Une intervention importante et compliquée portait sur l’eugénisme, par la spécialiste Anne Carol (Professeur d’histoire à l’Université d’Aix-Marseille, Institut universitaire de France). Celle-ci a bien restitué le contexte dans lequel Richet a milité pour l’eugénisme (notamment dans son livre La sélection humaine de 1919). Elle refusait pourtant d’en faire un cas exemplaire, de se servir de l’histoire pour juger voire diaboliser Richet, car il était loin d’être le seul savant à avoir partager ces idées. Son diagnostic de « déchéance de la société » correspond à un sentiment diffus depuis la défaite de 1870, et ce pessimisme fut encore accru par la victoire de 1918. Richet partageait une grande peur du métissage des « trois grandes races » (blanche, noire, jaune), mais ne faisait aucune distinction entre les blancs. Par exemple, il n’était pas antisémite, comme en témoigne son intervention dans l’affaire Dreyfus. Il condamna les totalitarismes d’Hitler, Mussolini et Staline en 1935.
C’est plutôt en scientifique, poussant le raisonnement biologique jusqu’à ses extrêmes, que Richet proposait des solutions radicales pour stopper toute « dégénérescence » dans la société. Mais ses travaux en la matière ont un statut ambigu. Son implication dans le mouvement eugéniste est très faible, malgré le fait qu’il ait associé son nom aux activités de la Société française d’eugénisme. Si ses idées en la matière ne sont pas excusables, le personnage de Richet ne s’y réduit pas.

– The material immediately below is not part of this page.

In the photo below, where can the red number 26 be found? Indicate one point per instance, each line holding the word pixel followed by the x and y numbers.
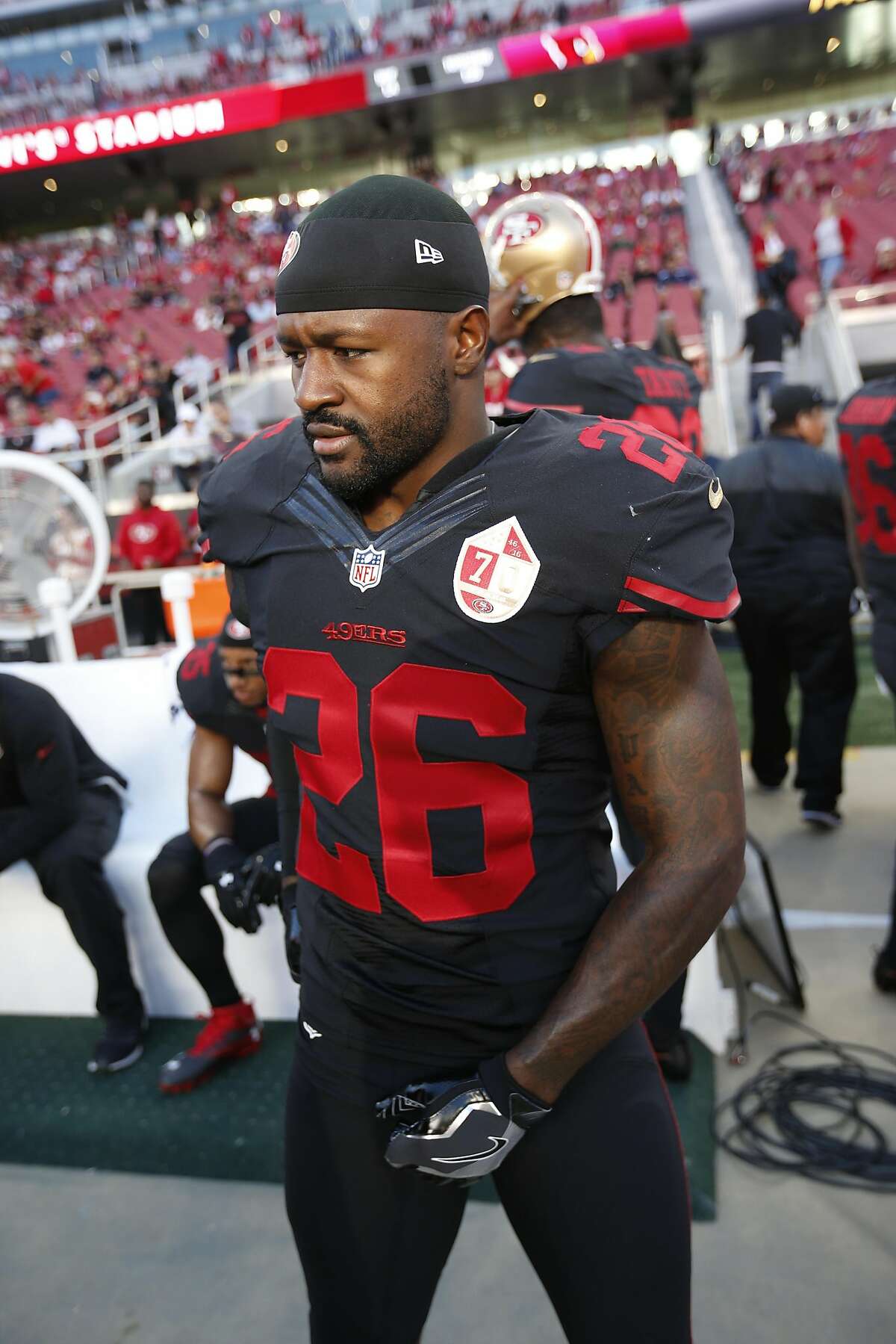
pixel 408 788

Au final, ce colloque était le plus complet jamais réalisé sur Richet. Pourtant, il manquait encore des interventions sur son implication dans la diffusion de l’espéranto, son rôle moteur dans l’institutionnalisation de la psychologie et de la parapsychologie, son rôle dans l’intégration des probabilités en sciences humaines, etc. Il est étonnant que ses idées eugénistes aient pu être traitées avec précision et pondération, alors que ses idées métapsychiques ont été déformées et coupées de leurs bases historiques. S’agissait-il d’un rite funéraire pour rendre finalement présentable ce savant atypique ? Nous espérons que cette commémoration ne vienne pas enterrer l’héritage de Charles Richet mais incite à l’approfondir.